Shock rattled me to the core as I gaped at Leysa. In my peripheral vision, I caught Tess and Em’s horror plain on their faces. They were thinking the same thing I was: Our actions made Amate send out her army to destroy entire villages?

“The reason we haven’t sent you three on missions is not just because you’re walking targets,” Leysa went on, “but because the Kairos suddenly has it easy. With Amate parading around, we don’t need to kill or flush out nests if someone as powerful as she does it.”

Em gasped in realization. “That’s why there haven’t been as many patrols as usual. No wonder everyone’s antsy.”

Leysa nodded. “Ciel knows the location of old Ophir. We need as many forces as possible here just in case she invades again.”

The invasion of Ciel’s forces was what started the whole adventure in the first place. Because of that, the Kairos had to move to the backup camp—which was just further into the endless network of tunnels beneath the surface of the Izan Desert.
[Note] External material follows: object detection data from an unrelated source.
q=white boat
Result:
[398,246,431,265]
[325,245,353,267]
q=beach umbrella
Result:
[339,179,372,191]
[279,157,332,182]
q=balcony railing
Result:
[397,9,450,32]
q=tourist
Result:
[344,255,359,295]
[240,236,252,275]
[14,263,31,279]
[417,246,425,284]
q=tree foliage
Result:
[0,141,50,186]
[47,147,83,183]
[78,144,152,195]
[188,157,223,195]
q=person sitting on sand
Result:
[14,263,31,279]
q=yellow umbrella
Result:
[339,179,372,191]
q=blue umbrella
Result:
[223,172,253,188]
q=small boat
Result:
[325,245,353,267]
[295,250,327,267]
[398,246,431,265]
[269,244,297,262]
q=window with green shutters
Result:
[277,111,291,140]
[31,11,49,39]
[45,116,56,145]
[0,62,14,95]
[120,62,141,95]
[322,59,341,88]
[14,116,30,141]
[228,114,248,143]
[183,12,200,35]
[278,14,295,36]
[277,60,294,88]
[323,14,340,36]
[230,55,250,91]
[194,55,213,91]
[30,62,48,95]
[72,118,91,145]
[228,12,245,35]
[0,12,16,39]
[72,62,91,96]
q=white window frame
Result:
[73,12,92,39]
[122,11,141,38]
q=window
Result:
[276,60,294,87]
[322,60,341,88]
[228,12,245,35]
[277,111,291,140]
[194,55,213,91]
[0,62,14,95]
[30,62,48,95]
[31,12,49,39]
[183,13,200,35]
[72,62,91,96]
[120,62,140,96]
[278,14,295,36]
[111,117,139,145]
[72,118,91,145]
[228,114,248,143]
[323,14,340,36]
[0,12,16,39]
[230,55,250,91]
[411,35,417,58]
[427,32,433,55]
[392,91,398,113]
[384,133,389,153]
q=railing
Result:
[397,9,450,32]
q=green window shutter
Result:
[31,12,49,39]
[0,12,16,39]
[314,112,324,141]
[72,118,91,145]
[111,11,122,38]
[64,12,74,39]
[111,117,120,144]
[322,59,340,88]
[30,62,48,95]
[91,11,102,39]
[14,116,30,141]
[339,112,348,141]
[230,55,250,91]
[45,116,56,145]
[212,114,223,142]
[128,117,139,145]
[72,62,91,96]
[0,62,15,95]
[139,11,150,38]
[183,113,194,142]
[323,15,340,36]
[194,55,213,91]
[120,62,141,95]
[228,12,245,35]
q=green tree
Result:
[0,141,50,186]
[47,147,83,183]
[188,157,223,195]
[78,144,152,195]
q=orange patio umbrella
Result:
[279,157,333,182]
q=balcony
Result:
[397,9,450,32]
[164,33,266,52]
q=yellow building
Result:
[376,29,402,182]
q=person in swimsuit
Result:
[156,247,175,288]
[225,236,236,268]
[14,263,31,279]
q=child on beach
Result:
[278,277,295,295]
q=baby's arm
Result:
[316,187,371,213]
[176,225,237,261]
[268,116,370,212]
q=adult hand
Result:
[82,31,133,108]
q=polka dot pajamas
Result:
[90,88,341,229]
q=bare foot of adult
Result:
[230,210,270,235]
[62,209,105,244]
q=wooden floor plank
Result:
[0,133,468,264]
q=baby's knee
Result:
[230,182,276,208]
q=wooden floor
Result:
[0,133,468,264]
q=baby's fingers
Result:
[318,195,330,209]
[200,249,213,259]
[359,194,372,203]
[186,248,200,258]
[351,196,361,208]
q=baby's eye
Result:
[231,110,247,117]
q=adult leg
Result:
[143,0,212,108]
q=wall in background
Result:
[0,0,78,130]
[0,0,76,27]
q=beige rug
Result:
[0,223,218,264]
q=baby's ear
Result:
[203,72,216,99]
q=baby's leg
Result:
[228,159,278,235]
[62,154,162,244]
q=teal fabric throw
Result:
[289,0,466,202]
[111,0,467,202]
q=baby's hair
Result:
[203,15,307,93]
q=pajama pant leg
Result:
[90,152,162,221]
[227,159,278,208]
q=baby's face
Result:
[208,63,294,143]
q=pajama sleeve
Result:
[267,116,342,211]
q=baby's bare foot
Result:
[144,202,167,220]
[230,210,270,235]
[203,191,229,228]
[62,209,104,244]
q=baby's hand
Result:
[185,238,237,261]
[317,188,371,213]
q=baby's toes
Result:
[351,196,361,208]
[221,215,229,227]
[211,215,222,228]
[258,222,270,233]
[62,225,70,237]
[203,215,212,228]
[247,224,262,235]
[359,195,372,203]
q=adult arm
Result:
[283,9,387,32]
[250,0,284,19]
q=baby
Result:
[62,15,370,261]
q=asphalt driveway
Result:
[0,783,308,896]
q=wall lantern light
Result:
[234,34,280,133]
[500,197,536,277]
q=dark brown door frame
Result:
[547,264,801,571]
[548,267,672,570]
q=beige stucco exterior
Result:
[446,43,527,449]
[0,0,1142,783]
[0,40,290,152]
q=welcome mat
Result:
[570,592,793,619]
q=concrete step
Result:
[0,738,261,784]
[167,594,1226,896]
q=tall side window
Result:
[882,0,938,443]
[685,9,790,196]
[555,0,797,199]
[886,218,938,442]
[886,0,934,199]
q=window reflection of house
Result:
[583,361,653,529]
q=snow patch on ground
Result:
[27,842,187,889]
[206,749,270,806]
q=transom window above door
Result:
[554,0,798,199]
It wasn’t much of an uprooting, thankfully, and kind of funny. The vampires thought they flushed us out when all we did was just move a few tunnels down.

Vidar spoke next, his voice as deep as the caverns, making his words foreboding. “Vampires, witches, and humans alike can feel a storm brewing. A civil war is on the horizon; it’s believed that vampire covens are teaming up to lead an attack on Sanlow to dethrone Amate.”

“Well, that got worse fast,” Em muttered.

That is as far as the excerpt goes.